Large institutional investors, in combination with this fast-growing segment of “laptop landlords”, accounted for 28% of all US single family home sales in February of this year, up from 17% just two years ago for the same month (per the Wall Street Journal.)
Clearly the real estate world is changing fast — buying a property in Narragansett is just a mouse click away. Technology is removing barriers and automating the ability for any investor from anywhere in the world to access property in Narragansett.
We know that rental units have been added to the town for decades, but we have never seen such a dramatic structural change in the ease in which rentals can be introduced, and we had better be prepared for this velocity increase. When owner-occupied homes in our community are sold and converted into rental properties, they remain rental properties. Neighborhoods are changed; the town as a whole weakened.
For many years, the oft quoted percentage of rentals for Narragansett was one-third. But is that still accurate? Does that include the 900 short term rentals that were listed in Narragansett on internet platforms in the summer of 2021 (by the global analytics firm, AirDNA?)
Historically, as a town, we have been woefully inadequate in managing the rental population. This has in large part been due to the lack of tools necessary to track and measure trends in our housing stock.
Of homes sold in Narragansett in the last five years, how many have converted from residential to rentals?
What has been the growth rate of short-term rentals in Narragansett over the past three years?
What has been the total revenue generated from rental properties in Narragansett last year? How much has it grown over the past five years?
What is the exact number of students that Narragansett housed in 2021?
How many rental units in Narragansett advertise for more bedrooms than are actually approved on the Narragansett tax assessor’s database?
These and many more statistics need to be captured and tracked to allow policy makers (ie, the Town Council) to be informed with the relevant facts so they can institute appropriate policy.
But of course, we have been missing more than just numbers on the search for balance in our town. We have also lacked the will to fully confront the rental industry – an industry that will continue to gobble and convert homes into rentals as long as there is an investment return available.

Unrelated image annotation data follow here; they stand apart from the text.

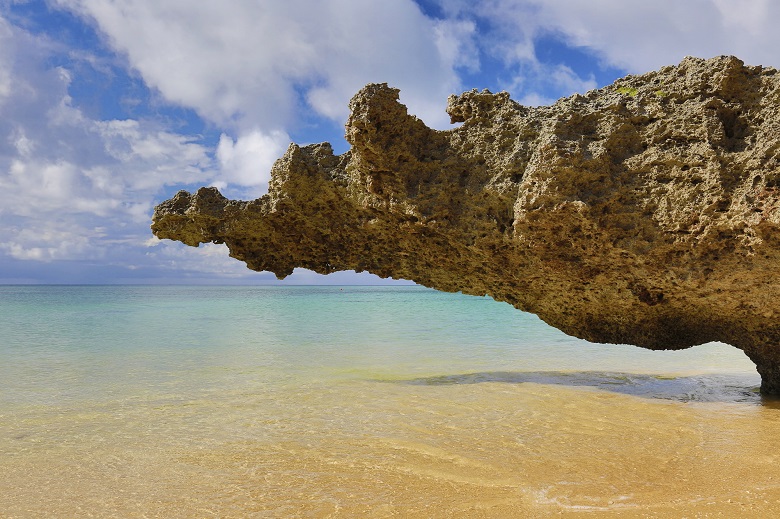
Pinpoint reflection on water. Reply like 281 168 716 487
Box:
395 371 760 405
0 287 780 518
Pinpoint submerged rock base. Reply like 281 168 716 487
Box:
152 57 780 394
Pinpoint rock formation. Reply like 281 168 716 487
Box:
152 57 780 394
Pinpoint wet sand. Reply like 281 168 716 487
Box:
0 374 780 518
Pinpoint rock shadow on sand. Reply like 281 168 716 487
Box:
384 371 780 408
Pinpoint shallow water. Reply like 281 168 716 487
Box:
0 287 780 517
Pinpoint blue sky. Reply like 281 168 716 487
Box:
0 0 780 284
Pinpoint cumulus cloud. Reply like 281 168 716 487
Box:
214 130 290 198
0 13 218 272
57 0 473 133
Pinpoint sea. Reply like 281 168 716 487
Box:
0 285 780 518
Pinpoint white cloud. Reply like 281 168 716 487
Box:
215 130 290 198
57 0 474 129
464 0 780 73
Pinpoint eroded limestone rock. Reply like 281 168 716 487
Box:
152 57 780 393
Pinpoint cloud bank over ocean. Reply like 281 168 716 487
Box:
0 0 780 283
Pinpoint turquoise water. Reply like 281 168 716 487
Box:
0 286 780 517
0 286 759 406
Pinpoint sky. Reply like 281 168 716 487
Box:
0 0 780 284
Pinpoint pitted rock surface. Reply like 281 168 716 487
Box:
152 57 780 393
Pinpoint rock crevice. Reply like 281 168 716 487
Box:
152 57 780 393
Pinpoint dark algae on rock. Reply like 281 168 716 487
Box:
152 57 780 394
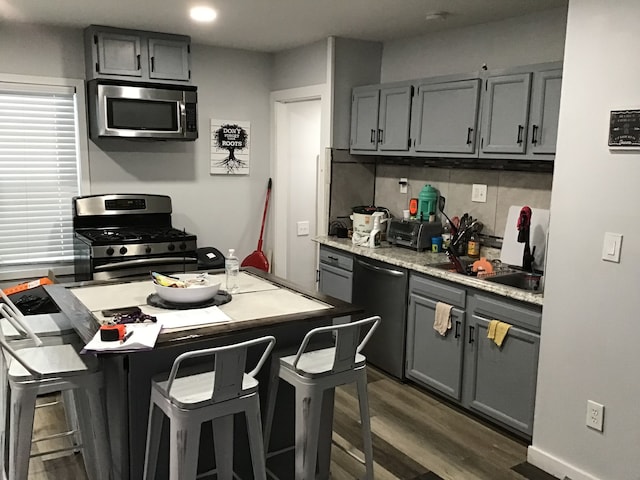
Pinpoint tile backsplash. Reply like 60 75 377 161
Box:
330 152 553 237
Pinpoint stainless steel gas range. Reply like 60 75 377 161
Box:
73 194 198 281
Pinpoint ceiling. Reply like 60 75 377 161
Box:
0 0 568 52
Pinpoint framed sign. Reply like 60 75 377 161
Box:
609 110 640 148
210 118 251 175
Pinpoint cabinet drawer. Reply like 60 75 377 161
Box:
409 275 467 308
473 294 542 332
320 246 353 272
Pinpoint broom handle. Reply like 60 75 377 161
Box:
258 179 271 252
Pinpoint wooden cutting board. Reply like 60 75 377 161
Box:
500 205 549 270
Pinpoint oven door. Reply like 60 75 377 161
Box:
93 253 198 280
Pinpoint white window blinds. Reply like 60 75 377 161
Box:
0 82 79 267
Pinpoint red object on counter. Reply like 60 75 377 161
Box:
409 198 418 217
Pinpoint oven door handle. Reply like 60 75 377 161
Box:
93 257 198 272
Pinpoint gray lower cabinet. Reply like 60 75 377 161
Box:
406 273 541 436
465 294 541 435
405 275 466 401
318 245 353 324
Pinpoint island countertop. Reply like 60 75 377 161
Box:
46 268 361 348
314 236 544 305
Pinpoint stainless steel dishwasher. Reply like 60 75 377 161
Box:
352 256 409 380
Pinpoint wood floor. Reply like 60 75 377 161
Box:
29 368 543 480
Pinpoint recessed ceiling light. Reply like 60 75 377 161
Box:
424 12 450 21
190 7 218 22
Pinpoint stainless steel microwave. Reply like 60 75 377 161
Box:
87 80 198 140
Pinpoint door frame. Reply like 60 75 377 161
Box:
270 84 331 278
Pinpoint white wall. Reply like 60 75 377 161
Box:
529 0 640 480
381 8 566 82
0 24 273 258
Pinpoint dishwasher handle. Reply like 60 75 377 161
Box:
356 258 405 277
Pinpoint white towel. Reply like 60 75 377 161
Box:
433 302 453 336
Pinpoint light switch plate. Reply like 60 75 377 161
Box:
602 232 622 263
471 183 487 203
297 220 309 237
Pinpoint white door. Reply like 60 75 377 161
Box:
272 84 326 291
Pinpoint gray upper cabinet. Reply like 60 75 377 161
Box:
351 87 380 151
412 78 481 156
529 68 562 155
351 85 413 153
149 38 190 81
85 25 191 83
480 63 562 160
93 31 142 77
481 73 531 154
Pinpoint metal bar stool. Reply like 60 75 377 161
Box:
144 336 276 480
0 300 111 480
264 316 380 480
0 290 82 454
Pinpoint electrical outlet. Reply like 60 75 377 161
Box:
587 400 604 432
471 183 487 203
297 220 309 237
399 178 408 193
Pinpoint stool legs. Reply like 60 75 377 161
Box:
143 401 164 480
245 395 267 480
357 368 373 480
9 388 38 480
213 415 235 480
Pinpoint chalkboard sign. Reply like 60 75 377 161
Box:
609 110 640 147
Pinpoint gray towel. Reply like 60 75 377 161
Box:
433 302 453 336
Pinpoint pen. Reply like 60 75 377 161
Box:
120 330 133 344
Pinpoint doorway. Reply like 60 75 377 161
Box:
272 85 328 291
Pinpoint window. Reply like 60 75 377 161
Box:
0 79 84 270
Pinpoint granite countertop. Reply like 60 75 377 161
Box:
313 236 544 305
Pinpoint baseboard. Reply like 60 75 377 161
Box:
527 445 603 480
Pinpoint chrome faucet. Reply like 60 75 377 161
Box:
517 207 536 273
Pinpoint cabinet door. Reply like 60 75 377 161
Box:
377 86 413 151
414 79 480 153
481 73 531 154
465 314 540 435
529 69 562 155
94 32 142 77
351 87 380 151
318 264 353 302
149 38 191 80
405 293 465 401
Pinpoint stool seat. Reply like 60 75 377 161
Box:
151 372 258 410
280 347 367 378
144 336 276 480
264 317 380 480
8 345 99 382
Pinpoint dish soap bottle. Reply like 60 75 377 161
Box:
224 248 240 293
467 232 480 258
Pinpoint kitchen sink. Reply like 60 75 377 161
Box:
484 272 542 293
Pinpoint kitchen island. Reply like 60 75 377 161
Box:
46 269 361 480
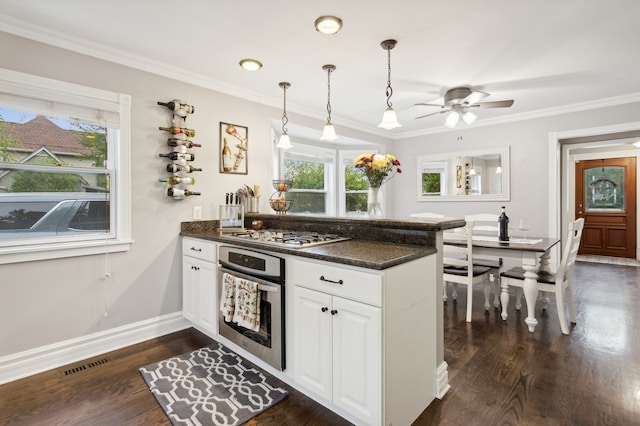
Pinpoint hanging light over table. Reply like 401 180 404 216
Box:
378 40 402 130
276 81 291 149
320 65 338 142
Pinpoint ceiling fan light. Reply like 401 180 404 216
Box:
378 108 402 130
444 111 460 129
462 111 478 125
320 123 338 142
276 133 291 149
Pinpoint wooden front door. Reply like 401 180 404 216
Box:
575 157 636 259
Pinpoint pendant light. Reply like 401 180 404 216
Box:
320 65 338 142
276 81 291 149
378 40 402 130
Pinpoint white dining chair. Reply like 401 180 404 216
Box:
442 221 491 322
464 213 503 308
500 218 584 334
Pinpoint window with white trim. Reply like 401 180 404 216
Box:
272 142 377 216
0 69 131 263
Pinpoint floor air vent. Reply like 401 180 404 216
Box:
64 358 111 376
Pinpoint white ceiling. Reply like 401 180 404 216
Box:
0 0 640 138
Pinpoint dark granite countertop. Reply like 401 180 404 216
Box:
180 214 465 270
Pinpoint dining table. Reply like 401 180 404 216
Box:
443 232 560 333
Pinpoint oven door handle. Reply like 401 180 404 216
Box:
218 266 280 293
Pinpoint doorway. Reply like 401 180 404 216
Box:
575 157 636 258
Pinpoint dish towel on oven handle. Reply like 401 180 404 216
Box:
233 277 260 331
220 272 236 322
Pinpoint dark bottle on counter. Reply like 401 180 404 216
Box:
167 138 202 148
498 206 509 241
158 152 196 161
158 100 196 114
167 163 202 173
158 126 196 138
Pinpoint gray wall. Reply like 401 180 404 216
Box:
0 32 387 357
392 103 640 235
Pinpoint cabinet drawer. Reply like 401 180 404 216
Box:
287 259 382 307
182 238 218 262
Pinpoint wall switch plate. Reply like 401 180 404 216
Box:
193 206 202 220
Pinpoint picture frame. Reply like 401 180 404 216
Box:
218 121 249 175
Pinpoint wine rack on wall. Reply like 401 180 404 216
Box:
158 99 202 200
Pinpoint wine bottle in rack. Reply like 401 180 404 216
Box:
167 188 200 199
222 138 233 172
167 163 202 173
158 126 196 138
158 152 196 161
158 100 196 114
167 138 202 148
158 176 196 185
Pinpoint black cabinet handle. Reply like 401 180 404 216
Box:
320 275 344 285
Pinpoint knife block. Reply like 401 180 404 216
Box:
220 204 244 231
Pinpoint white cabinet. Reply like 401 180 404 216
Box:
290 260 382 424
182 238 218 336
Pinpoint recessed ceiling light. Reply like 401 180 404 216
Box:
240 59 262 71
314 16 342 34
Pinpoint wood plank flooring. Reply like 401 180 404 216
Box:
0 262 640 426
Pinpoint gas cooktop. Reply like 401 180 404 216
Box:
227 229 349 248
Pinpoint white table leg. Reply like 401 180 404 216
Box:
500 280 509 321
522 253 538 333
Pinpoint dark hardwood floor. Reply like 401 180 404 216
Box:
0 262 640 426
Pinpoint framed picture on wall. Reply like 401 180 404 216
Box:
219 121 249 175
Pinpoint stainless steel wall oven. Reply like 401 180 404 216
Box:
218 246 285 370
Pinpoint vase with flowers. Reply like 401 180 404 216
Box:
354 154 402 217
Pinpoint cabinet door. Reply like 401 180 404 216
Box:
182 256 201 322
331 297 382 424
294 286 332 401
182 256 218 336
195 261 218 336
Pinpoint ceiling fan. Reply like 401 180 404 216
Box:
415 86 513 127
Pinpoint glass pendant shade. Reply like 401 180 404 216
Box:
444 111 460 129
276 133 291 149
320 123 338 142
378 108 402 130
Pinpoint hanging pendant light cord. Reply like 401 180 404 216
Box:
386 49 393 108
282 85 289 134
327 68 332 124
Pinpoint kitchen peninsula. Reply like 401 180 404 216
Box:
181 214 465 425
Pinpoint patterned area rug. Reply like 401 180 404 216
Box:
140 342 288 426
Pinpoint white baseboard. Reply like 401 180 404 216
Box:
0 312 191 384
436 361 451 399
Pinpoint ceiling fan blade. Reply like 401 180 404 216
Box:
470 99 513 108
415 109 449 120
462 91 489 105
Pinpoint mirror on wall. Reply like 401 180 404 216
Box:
417 146 510 201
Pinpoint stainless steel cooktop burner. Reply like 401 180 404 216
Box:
229 229 349 248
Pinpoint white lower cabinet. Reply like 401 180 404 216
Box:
182 238 218 336
293 262 382 425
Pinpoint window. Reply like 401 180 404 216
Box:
274 142 377 216
282 144 335 215
0 69 130 263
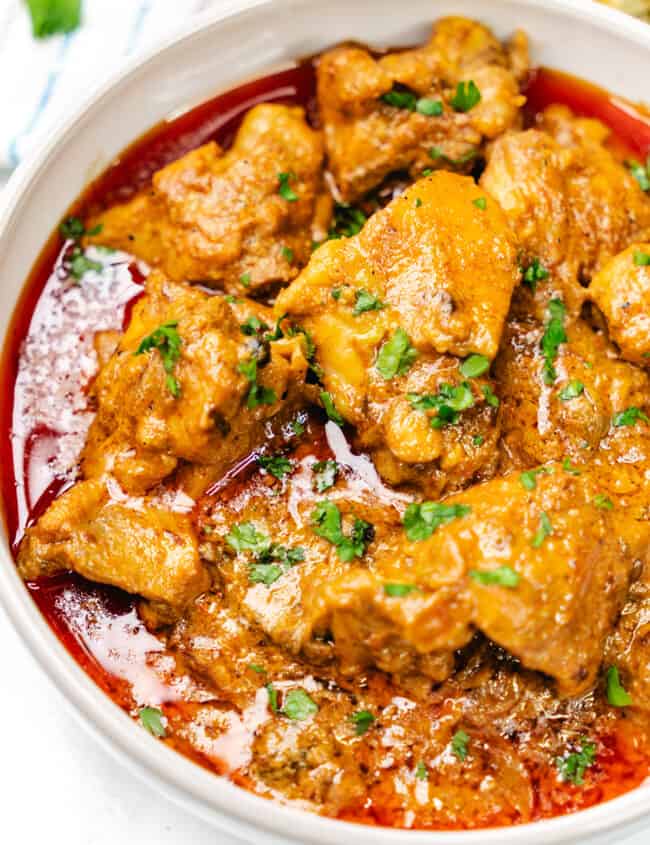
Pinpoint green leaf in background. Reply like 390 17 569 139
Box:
26 0 81 38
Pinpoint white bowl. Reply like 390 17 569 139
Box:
0 0 650 845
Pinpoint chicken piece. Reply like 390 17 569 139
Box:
200 446 632 695
587 243 650 367
317 17 528 202
481 106 650 313
494 312 650 471
18 480 210 619
88 104 327 294
81 272 307 496
276 172 519 495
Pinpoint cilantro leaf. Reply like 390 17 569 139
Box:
352 288 386 317
607 666 632 707
135 320 183 399
375 328 418 381
350 710 375 736
402 502 472 542
451 79 481 112
138 707 167 739
311 460 339 493
469 566 519 587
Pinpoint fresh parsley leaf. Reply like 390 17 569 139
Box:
26 0 81 38
627 156 650 191
281 689 318 722
612 407 650 428
379 88 418 111
594 493 614 511
226 522 271 555
237 355 278 410
522 258 549 293
607 666 632 707
415 97 444 117
138 707 167 739
540 299 568 385
320 390 345 425
311 460 339 493
460 355 490 378
519 467 553 490
257 455 293 478
278 173 298 202
560 378 585 402
311 499 374 563
451 79 481 112
469 566 519 587
266 684 279 713
555 737 596 786
402 502 472 542
530 511 553 549
384 584 418 599
352 288 386 317
135 320 183 399
375 328 418 381
350 710 375 736
407 381 476 428
451 731 469 762
327 202 368 239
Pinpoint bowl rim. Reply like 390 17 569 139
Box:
0 0 650 845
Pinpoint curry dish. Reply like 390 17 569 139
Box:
2 18 650 829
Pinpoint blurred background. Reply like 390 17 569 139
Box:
0 0 650 845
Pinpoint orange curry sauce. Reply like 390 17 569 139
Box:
0 62 650 827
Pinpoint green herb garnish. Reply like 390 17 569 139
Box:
135 320 183 399
375 328 418 381
402 502 472 542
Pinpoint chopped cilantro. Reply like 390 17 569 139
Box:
26 0 81 38
594 493 614 511
257 455 293 478
607 666 632 707
311 499 374 563
451 731 469 762
384 584 418 599
460 355 490 378
320 390 345 425
469 566 519 587
555 737 596 786
281 689 318 722
403 502 472 542
138 707 167 739
278 173 298 202
530 511 553 549
311 460 339 493
540 299 568 385
612 407 650 428
559 378 585 402
135 320 183 399
375 328 418 381
352 288 386 317
350 710 375 736
521 258 549 293
451 79 481 111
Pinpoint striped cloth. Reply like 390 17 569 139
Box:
0 0 223 170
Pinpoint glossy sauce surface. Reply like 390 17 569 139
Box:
0 63 650 828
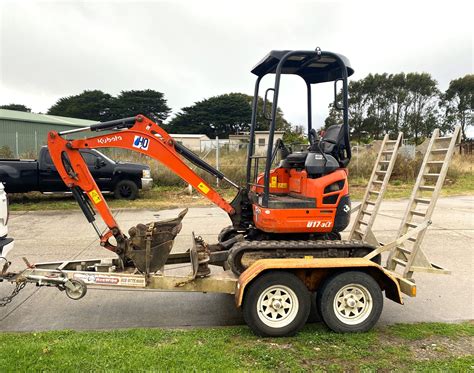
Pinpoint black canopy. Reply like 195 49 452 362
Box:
252 50 354 84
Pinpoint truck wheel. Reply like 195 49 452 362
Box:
242 272 311 337
114 180 138 199
316 271 383 333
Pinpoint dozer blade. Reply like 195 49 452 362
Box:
127 209 188 274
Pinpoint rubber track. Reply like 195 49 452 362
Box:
227 240 375 275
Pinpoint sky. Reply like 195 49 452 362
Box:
0 0 474 132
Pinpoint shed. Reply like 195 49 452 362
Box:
0 109 97 157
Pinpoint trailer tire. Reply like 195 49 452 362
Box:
316 271 383 333
242 271 311 337
114 180 138 200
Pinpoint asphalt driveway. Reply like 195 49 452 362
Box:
0 196 474 331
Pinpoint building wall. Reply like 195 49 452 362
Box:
0 118 82 157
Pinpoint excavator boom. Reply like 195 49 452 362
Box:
48 115 238 254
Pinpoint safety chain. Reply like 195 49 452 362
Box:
0 281 26 307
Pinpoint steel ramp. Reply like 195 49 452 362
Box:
349 132 403 246
381 127 460 279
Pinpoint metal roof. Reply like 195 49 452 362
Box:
0 109 97 127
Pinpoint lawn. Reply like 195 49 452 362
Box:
0 322 474 372
9 173 474 211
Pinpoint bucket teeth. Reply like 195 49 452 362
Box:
127 209 188 274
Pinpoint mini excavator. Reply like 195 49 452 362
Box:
48 48 380 277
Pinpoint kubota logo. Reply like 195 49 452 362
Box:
133 136 150 150
97 135 122 145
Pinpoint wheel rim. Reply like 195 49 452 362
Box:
66 281 84 299
257 285 299 328
333 284 373 325
120 185 132 197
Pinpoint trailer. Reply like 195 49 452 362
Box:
0 128 460 336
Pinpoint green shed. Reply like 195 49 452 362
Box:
0 109 97 158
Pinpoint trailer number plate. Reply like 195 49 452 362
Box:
73 273 146 287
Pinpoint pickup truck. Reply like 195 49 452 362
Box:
0 146 153 199
0 183 13 258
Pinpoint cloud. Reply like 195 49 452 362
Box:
0 1 473 126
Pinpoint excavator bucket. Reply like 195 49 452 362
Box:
127 209 188 274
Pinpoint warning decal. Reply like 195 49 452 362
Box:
198 182 209 194
89 189 102 205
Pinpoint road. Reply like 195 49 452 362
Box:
0 196 474 331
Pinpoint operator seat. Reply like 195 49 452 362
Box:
281 124 347 178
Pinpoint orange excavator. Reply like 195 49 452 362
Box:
48 48 374 277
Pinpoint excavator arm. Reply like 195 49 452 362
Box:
48 115 239 255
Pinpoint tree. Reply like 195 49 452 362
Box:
110 89 171 120
405 73 439 144
166 93 291 138
0 104 31 113
325 73 444 143
47 90 113 121
441 74 474 139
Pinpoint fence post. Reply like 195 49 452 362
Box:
216 136 219 187
15 131 20 158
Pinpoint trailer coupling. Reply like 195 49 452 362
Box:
0 258 87 307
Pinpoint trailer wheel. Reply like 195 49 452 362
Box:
242 272 311 337
114 180 138 200
316 271 383 333
64 279 87 300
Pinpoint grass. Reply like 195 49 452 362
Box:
0 323 474 372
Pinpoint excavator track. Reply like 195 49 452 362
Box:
227 240 380 276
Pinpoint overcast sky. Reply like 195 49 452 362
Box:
0 0 474 127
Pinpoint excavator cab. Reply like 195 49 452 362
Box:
239 48 354 235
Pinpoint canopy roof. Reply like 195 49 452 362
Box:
252 50 354 83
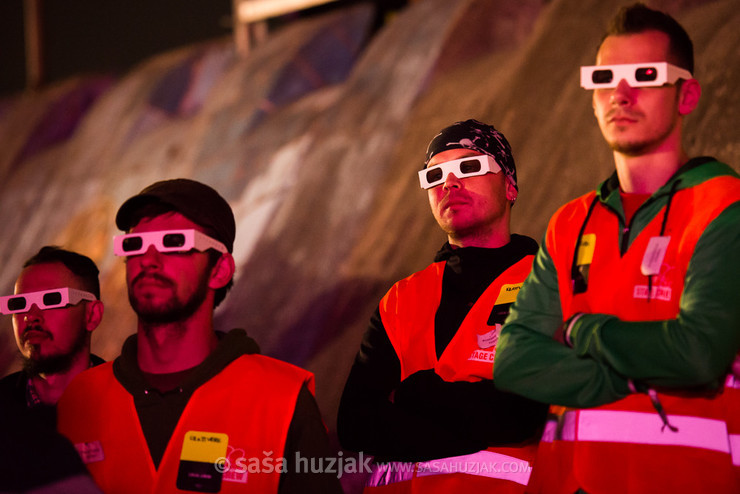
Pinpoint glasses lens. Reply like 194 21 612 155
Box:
121 237 143 252
162 233 185 249
8 297 26 310
44 292 62 306
591 69 614 84
427 168 442 184
460 160 480 175
635 67 658 82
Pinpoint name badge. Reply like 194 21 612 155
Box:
177 431 229 492
640 237 671 276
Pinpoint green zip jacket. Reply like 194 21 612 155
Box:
494 158 740 408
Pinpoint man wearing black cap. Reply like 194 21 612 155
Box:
59 179 341 494
338 120 546 493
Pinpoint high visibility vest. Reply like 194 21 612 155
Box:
365 255 536 494
58 355 314 494
530 176 740 493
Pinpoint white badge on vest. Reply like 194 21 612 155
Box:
640 236 671 276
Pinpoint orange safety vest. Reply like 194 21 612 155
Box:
364 255 537 494
529 176 740 493
58 355 314 494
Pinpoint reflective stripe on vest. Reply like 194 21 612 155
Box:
367 451 532 487
730 434 740 467
548 410 728 454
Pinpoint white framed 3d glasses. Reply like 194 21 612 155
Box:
581 62 694 89
0 287 97 314
419 154 501 189
113 229 228 256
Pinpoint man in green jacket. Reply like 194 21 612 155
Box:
494 4 740 493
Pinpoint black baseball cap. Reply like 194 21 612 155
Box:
116 178 236 252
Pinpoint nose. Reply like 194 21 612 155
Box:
443 172 462 190
23 304 44 324
609 79 634 106
136 245 161 266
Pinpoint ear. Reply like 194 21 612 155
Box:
506 178 519 205
85 300 105 333
208 252 236 290
678 79 701 116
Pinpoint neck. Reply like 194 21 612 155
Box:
31 354 90 405
447 215 511 249
447 230 511 249
137 306 218 374
614 134 688 194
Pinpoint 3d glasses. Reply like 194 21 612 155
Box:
0 287 97 314
113 229 227 256
581 62 693 89
419 154 501 189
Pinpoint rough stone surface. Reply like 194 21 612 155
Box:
0 0 740 490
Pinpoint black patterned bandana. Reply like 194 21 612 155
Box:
423 119 519 190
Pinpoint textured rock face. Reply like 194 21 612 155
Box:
0 0 740 486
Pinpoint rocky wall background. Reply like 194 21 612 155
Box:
0 0 740 490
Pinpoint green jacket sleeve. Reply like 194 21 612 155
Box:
571 203 740 388
494 204 740 408
493 237 629 407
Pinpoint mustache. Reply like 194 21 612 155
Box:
606 108 643 120
23 324 54 339
131 271 175 286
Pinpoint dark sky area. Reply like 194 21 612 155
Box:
0 0 232 96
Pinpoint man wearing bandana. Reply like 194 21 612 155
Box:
337 120 546 493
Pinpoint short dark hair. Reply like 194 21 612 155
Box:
23 245 100 300
124 202 234 309
599 3 694 74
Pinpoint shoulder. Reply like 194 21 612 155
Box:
0 371 28 405
228 354 314 386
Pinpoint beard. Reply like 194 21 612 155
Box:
23 328 87 376
128 272 208 326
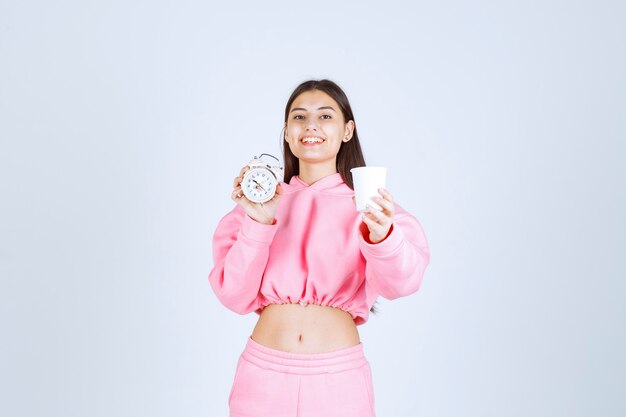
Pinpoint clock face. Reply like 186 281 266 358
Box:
241 168 276 203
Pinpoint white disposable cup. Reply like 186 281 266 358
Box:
350 167 387 211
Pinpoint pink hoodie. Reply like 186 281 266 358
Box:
209 173 430 325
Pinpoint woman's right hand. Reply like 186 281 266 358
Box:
230 165 282 224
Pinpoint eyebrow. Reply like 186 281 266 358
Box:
289 106 337 113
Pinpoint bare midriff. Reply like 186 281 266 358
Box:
251 304 361 353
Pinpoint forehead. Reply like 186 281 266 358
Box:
291 90 339 112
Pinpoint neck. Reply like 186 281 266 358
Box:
298 160 337 185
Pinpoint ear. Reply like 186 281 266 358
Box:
343 120 354 142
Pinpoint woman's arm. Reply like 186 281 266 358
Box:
209 206 278 314
359 203 430 300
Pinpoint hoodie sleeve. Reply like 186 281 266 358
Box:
359 203 430 300
209 206 278 314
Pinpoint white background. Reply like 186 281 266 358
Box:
0 0 626 417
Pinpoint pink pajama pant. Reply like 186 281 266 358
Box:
228 338 375 417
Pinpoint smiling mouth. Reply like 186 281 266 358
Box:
300 136 324 143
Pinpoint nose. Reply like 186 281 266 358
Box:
306 118 317 130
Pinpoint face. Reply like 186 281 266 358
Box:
285 90 354 172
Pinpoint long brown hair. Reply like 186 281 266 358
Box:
282 80 365 190
282 79 378 314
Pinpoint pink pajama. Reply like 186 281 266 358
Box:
228 338 375 417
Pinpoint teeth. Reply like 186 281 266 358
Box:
302 137 323 143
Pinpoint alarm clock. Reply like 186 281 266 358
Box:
241 153 282 203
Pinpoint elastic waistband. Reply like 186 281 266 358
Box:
241 337 368 375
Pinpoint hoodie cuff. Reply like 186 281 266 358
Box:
359 223 404 258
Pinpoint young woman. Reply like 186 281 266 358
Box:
209 80 430 417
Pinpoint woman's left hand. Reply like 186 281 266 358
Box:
362 188 395 243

Make no mistake, policies regarding rental regulation are the mother-lode for quality of life in Narragansett. Such policies will have an effect on our schools, water quality, sewer capacity, police force strength and a number of other town wide issues.
Our incoming Town Council must be laser focused on gathering sufficient data to affect policy that addresses the rapidly changing market dynamics. They must be strong enough to declare that the thousands of rentals we already have are more than enough.
Absent the enactment and enforcement of policies designed to preserve the character and quality of residential life in our town, nothing else will matter much.